Após condenação de traficantes, defesa sustenta inocência de policiais militares investigados

Advogado sustenta que decisão judicial confirmou legalidade de abordagem policial que levou à apreensão de entorpecentes

A defesa dos quatro policiais militares investigados na operação Quem pariu Mateus que o embale reafirma a inocência dos agentes. Segundo o advogado, a recente condenação de dois homens pelos crimes de tráfico de drogas e associação criminosa demonstra que as suspeitas levantadas há cerca de um ano pelo Ministério Público de Roraima (MPRR) e pela Polícia Civil não encontram respaldo nos fatos apurados.

Os militares foram presos em janeiro de 2025 após a prisão em flagrante de um traficante durante uma abordagem realizada pela Força Tática.
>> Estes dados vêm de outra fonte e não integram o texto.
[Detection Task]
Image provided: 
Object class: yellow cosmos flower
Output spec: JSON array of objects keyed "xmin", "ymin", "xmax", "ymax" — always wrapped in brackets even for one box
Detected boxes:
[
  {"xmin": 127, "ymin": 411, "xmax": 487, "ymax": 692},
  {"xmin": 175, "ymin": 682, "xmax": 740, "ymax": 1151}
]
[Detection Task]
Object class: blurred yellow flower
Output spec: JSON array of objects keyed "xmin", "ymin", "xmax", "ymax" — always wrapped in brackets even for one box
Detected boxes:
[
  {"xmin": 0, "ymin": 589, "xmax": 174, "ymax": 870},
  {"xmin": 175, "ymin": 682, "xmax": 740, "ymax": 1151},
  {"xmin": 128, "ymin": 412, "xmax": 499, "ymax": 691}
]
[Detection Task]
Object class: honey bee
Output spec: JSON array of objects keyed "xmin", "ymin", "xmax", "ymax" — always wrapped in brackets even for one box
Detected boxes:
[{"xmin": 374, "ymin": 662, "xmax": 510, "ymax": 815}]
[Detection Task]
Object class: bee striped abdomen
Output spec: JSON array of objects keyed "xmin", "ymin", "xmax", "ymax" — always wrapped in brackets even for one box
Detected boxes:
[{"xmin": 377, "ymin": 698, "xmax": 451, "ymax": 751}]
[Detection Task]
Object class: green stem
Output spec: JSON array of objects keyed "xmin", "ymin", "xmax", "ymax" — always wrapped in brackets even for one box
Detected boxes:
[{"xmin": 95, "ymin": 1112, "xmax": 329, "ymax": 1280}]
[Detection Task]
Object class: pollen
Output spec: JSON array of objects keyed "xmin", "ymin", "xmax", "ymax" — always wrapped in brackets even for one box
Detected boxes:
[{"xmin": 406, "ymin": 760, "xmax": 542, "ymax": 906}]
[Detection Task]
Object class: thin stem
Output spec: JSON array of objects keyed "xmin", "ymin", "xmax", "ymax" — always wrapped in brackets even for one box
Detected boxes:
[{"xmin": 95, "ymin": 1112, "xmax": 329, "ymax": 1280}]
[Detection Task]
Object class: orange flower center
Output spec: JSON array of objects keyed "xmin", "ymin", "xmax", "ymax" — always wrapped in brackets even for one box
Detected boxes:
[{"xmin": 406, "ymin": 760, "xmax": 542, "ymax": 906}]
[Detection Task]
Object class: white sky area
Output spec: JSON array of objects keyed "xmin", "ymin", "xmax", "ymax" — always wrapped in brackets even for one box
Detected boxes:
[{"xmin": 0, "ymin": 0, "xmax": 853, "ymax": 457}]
À época, o suspeito alegou que parte da droga apreendida teria sido desviada pelos policiais, versão que deu origem à investigação. Com base nessa acusação, foram adotadas medidas como apreensão de aparelhos celulares e a oitiva dos policiais envolvidos na ação.

Conforme explicou o advogado Samuel Almeida, apesar das acusações feitas pelo traficante, o processo criminal contra ele tramitou normalmente e resultou em condenação. Na sentença, a Justiça reconheceu a legalidade da atuação policial, utilizando justamente a abordagem realizada pelos militares como elemento fundamental para a condenação de dois réus. De acordo com a defesa, os condenados possuem ligação com uma organização criminosa de atuação nacional.

“A Justiça entendeu que a abordagem feita pelos policiais foi lícita e plenamente válida para embasar a condenação, tanto do traficante preso em flagrante quanto da pessoa apontada por ele como dona da droga. Estamos falando de dois traficantes de grande relevância, com vínculos, inclusive, com o PCC”, afirmou o advogado.

Ainda segundo Almeida, desde as primeiras diligências, a investigação que apura a conduta dos policiais não apresentou novos desdobramentos relevantes. Para a defesa, a apuração teve início a partir de uma tentativa do traficante de afastar de si a responsabilidade pelo crime.

“Os celulares foram apreendidos, os policiais prestaram todos os esclarecimentos solicitados ao Ministério Público e, passados mais de doze meses, não há qualquer diligência nova que confirme a narrativa apresentada pelo traficante. A condenação evidencia que se tratou de uma tentativa de enganar o sistema de Justiça. A própria sentença, ainda que de forma indireta, reconhece a legalidade da ação policial”, pontuou.

Os quatro policiais chegaram a ser submetidos à prisão temporária, mas foram colocados em liberdade antes do fim do prazo legal. Segundo a defesa, a liberação ocorreu com manifestação favorável do próprio Ministério Público. Atualmente, os militares continuam sujeitos a medidas cautelares, que incluem a suspensão do porte de arma funcional e a proibição de exercer atividades operacionais externas.

A defesa informou ainda que existe um pedido de flexibilização dessas medidas cautelares em tramitação na Justiça, aplicável aos quatro policiais. De acordo com o advogado, a expectativa é de que o pedido seja analisado nos próximos dias.

Participação em curso do Choque

O caso voltou a ganhar repercussão nesta quarta-feira (28) após a publicação de uma portaria da Polícia Militar de Roraima que convocou um dos policiais investigados, um sargento da corporação, para participar do Curso de Operações de Choque. A formação prevê atividades práticas que envolvem armamento, munições e explosivos.

Sobre o episódio, a PMRR esclareceu que o militar não possui qualquer condenação judicial e que participou regularmente do processo seletivo do curso, atendendo a todos os critérios estabelecidos no edital. A corporação ressaltou, entretanto, que, caso as medidas cautelares não sejam revistas pelo Judiciário, o policial não poderá frequentar o curso por incompatibilidade com as atividades previstas.

Em nota, a defesa afirmou que a simples inclusão do nome do policial em uma portaria de convocação não configura descumprimento de medida cautelar, uma vez que o curso ainda se encontra em fase interna, sem atividades externas, policiamento ostensivo ou uso de armamento.

“O policial citado não está exercendo atividade operacional. Ele participa apenas de um curso interno da Polícia Militar, sem estágio externo e, neste momento, sem utilização de armamento”, destacou o advogado Samuel Almeida.